Quanto alla possibilità di esigere il pagamento di un affitto da parte della Sua ex, si tratta di un genere di condizione che non spetta stabilire al giudice in sede di modifica delle condizioni del divorzio; nel senso che questi potrebbe solo accertare il venir meno dei presupposti per l’assegnazione dell’immobile e disporne la revoca, ma non potrebbe disciplinare diverse questioni economiche tra voi ex coniugi, salvo che detto importo non venga configurato come una forma di mantenimento da parte di Sua moglie in Suo favore.

Ciò non toglie che una simile condizione potrebbe essere pienamente concordata da voi ex coniugi nell’ambito di un accordo in tal senso; accordo che potrebbe senz’altro essere omologato dal Tribunale o raggiunto in sede di negoziazione assistita.

Ciò detto, partendo dalla riferita circostanza che le figlie ora vivono 15 giorni al mese con Lei e 15 con la madre, mi preme fare un’ultima, assolutamente personale considerazione.

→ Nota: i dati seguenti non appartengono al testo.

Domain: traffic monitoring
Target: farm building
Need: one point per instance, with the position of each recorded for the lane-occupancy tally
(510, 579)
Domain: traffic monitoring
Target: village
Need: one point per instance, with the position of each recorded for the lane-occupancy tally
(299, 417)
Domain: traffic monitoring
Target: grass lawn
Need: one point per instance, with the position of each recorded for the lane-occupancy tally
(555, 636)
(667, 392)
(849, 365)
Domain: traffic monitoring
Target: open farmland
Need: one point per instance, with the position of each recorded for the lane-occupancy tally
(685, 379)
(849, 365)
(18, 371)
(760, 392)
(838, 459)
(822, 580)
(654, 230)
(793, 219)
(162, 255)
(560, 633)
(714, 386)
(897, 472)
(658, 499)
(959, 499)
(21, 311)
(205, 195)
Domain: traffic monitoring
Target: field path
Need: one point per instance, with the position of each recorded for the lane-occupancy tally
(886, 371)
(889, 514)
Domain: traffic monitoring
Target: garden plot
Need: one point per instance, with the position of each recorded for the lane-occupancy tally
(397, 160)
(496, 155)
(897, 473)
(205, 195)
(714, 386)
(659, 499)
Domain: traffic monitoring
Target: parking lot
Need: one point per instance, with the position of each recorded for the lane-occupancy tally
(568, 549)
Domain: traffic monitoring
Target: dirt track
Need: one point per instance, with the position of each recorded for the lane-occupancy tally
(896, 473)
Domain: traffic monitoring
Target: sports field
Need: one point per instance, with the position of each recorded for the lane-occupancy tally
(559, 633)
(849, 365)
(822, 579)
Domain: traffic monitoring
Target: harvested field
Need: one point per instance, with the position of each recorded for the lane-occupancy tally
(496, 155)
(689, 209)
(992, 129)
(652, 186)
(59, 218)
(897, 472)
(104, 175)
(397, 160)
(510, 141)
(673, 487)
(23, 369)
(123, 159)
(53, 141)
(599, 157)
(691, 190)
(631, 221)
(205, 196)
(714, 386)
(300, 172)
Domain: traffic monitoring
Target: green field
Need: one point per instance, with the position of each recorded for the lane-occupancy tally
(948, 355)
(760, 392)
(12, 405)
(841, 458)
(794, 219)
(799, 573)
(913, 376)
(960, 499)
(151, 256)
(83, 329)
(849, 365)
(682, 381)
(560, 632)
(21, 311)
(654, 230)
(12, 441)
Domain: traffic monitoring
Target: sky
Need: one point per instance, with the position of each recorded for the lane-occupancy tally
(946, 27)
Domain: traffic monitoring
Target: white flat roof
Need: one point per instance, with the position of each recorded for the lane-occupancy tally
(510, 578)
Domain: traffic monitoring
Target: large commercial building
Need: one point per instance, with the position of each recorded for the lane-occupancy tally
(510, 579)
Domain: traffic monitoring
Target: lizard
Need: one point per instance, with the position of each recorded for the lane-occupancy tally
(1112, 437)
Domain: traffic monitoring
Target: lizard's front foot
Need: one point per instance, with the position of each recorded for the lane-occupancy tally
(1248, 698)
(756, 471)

La situazione da Lei descritta sposa pienamente quello che è ha voluto essere lo spirito della legge sull’affido condiviso [9] che intendeva realizzare una piena ed effettiva bigenitorialità al punto che [10]:

– non dovrebbe esistere, (come di fatto nella legge non esiste ,se non per mera invenzione giuridica), un genitore collocatario dei figli, in quanto questi dovrebbero trascorrere pari tempo con l’uno e con l’altro dei genitori;

– non dovrebbe essere quindi assegnata a quest’ultimo la casa coniugale (in quanto l’assegnazione è una conseguenza della collocazione prevalente o dell’affido esclusivo dei figli) ma l’assegnazione dovrebbe seguire il titolo di proprietà;

– non dovrebbe essere previsto un assegno di mantenimento in favore della prole da parte del genitore non collocatario, in quanto ciascuno dovrebbe provvedere alle esigenze dei figli per il tempo che trascorre con loro (come di fatto è stato disposto nel Suo caso).

In tal senso, poco chiara appare, in questo contesto di collocamento alternato delle ragazze (ormai giovani donne), l’assegnazione della casa di Sua esclusiva proprietà alla Sua ex (salvo che non sia stato frutto di accordo tra voi coniugi in sede di divorzio), essendo comunque quest’ultima economicamente autonoma e, al contempo, comproprietaria di altro immobile con la di lei madre.

Ritengo, tuttavia, che nella Sua situazione (nella quale Lei e la signora avete mostrato la capacità di realizzare un affido condiviso “quasi pieno”) sia senz’altro possibile, già prima del verificarsi della condizione di autosufficienza delle Sue figlie (che potrebbe richiedere ancora molti anni), un accordo tra Lei e la signora (di modifica delle condizioni del divorzio) che possa permetterLe di tornare nel godimento del bene o quanto meno ottenere – ove la Sua ex preferisca restare a vivere comunque nella casa familiare – un contributo economico che La allevi nel pagamento delle restanti rate del mutuo.

note

[1] Art.337 sexies comma 1 cod. civ.

[2] Cfr. Cass. sent. n. 1198/06, n. 6861/10 e n. 12977/12.

[3] Cass. sent. n. 9079 del 20.04.11.

[4] Cass. sent. n.. 1783 dell’8.02.12.

[5] C. App. Venezia, decreto 6.3.13.

[6] Cass. sent. n. 4555 del 22.03. 2012.

[7] Cass. sent. n. 5857/02.

[8] Cass., sent. n. n. 11320/05.

[9] L. 54/2006.

[10] Come più volte ribadito dal prof. Marino Maglietta, ideatore dell’’affidamento condiviso dei figli ed estensore dei testi base considerati nelle varie legislature, che hanno condotto alla legge 54/2006.